6. Initializing Gibbs via Forward Sampling:

  • Concept: Start Gibbs sampling by setting evidence nodes and sampling the remaining nodes in a parent-first order.

  • Reasoning: Gives the Markov chain a starting point, although the chain’s convergence isn’t sensitive to initial values.


7. Application of Gibbs Samples:

  • Concept: Use the obtained samples to approximate different properties of the target distribution.

  • Examples: Creating histograms, estimating means, computing marginals, and posterior computations.

  • Math: Statistical estimates based on sample means, counts, and other summary statistics.
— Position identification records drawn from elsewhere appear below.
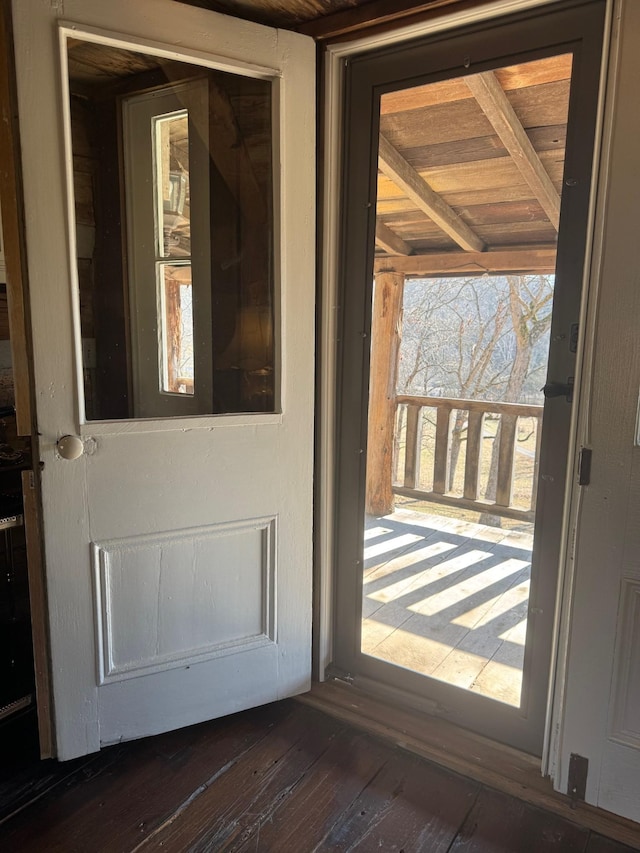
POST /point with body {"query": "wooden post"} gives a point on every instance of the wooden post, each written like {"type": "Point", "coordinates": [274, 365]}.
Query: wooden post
{"type": "Point", "coordinates": [385, 344]}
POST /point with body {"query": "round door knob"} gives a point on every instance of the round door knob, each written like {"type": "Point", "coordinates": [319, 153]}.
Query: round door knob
{"type": "Point", "coordinates": [70, 447]}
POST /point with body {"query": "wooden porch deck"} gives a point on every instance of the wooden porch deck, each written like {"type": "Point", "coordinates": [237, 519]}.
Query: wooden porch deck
{"type": "Point", "coordinates": [448, 599]}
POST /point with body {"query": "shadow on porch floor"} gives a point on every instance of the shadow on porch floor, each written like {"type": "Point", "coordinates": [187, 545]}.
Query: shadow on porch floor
{"type": "Point", "coordinates": [449, 599]}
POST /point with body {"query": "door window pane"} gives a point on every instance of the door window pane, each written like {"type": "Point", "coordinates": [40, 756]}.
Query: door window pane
{"type": "Point", "coordinates": [172, 171]}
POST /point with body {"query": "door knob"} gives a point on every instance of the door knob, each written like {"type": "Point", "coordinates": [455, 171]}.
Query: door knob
{"type": "Point", "coordinates": [70, 447]}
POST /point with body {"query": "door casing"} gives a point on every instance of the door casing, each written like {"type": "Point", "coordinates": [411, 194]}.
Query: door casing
{"type": "Point", "coordinates": [334, 73]}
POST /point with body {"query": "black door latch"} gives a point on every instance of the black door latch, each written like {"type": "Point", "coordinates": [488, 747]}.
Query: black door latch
{"type": "Point", "coordinates": [559, 389]}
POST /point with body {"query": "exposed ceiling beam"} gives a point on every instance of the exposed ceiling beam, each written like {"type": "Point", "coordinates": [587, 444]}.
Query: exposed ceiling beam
{"type": "Point", "coordinates": [496, 106]}
{"type": "Point", "coordinates": [389, 241]}
{"type": "Point", "coordinates": [407, 179]}
{"type": "Point", "coordinates": [539, 259]}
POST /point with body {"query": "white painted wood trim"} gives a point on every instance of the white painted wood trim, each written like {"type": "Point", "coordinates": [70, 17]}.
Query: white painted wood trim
{"type": "Point", "coordinates": [336, 56]}
{"type": "Point", "coordinates": [581, 428]}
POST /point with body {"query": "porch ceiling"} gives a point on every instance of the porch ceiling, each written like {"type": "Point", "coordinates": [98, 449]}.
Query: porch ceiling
{"type": "Point", "coordinates": [471, 169]}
Conclusion: The lecture delved into both exact and approximate inference methods in PGMs. While exact methods provide precise answers, approximate methods, especially Gibbs sampling, offer practical solutions to complex inference problems. The Markov blanket concept further emphasized the localized dependencies in PGMs.

Math#


1. Elimination Algorithm in PGMs:

  • Initialization: $\( \text{Append } Pr(X_i | \text{parents}(X_i)) \text{ to active} \)$

  • Evidence Nodes:

\[ \text{Append } \delta(X_i, x_i) \text{ to active} \]
  • Elimination Steps:

    • Potentials:

\[ \text{Remove tables referencing } X_i \text{ from active} \]
  • New Nodes:

\[ N_i = \text{nodes other than } X_i \text{ referenced by tables} \]
  • Table Computation:

\[ \phi_i(X_i, X_{!i}) = \text{product of tables} \]
\[ m_i X_{!i} = \sum_{!i} \phi_i(X_i, X_{!i}) \]
  • Final Probability:

\[ Pr(X_Q|X_E = x_E) = \frac{\phi_Q(X_Q)}{\sum_{X_Q} \phi_Q(X_Q)} \]

2. Gibbs Sampling: Given a D-PGM on 𝑑 random variables and evidence values:

\[ X_t = \text{Sample } p(X_i | X_1, ..., X_{i-1}, X_{i+1}, ..., X_d) \]

The sample collection over iterations will approximate the desired posterior.


3. Markov Blanket:

\[ p(X_i | X_{-i}) \propto p(X_i | X_{parents(i)}) \prod_{j: i \in parents(j)} p(X_j | X_{parents(j)}) \]

Where \(X_{-i}\) refers to all variables except \(X_i\) and \(parents(i)\) and \(parents(j)\) denote the parent nodes of \(X_i\) and \(X_j\) respectively.


4. Markov Chain Monte Carlo (MCMC): Transition in Markov Chain:

\[ p_t = T^t p_0 \]

Where:

  • \(p_t\) is the distribution at time \(t\).

  • \(T\) is the transition matrix of the Markov chain.

  • \(p_0\) is the initial distribution.


5. Using Gibbs Samples:

\[ \text{Expectation of a function } f: E[f(X)] \approx \frac{1}{N} \sum_{i=1}^{N} f(X^{(i)}) \]

Where \(X^{(i)}\) are the samples from Gibbs sampling.


These equations form the mathematical backbone of the discussed concepts. They provide a means to execute the processes of inference in PGMs, whether that’s through exact methods like elimination or approximate methods like Gibbs sampling.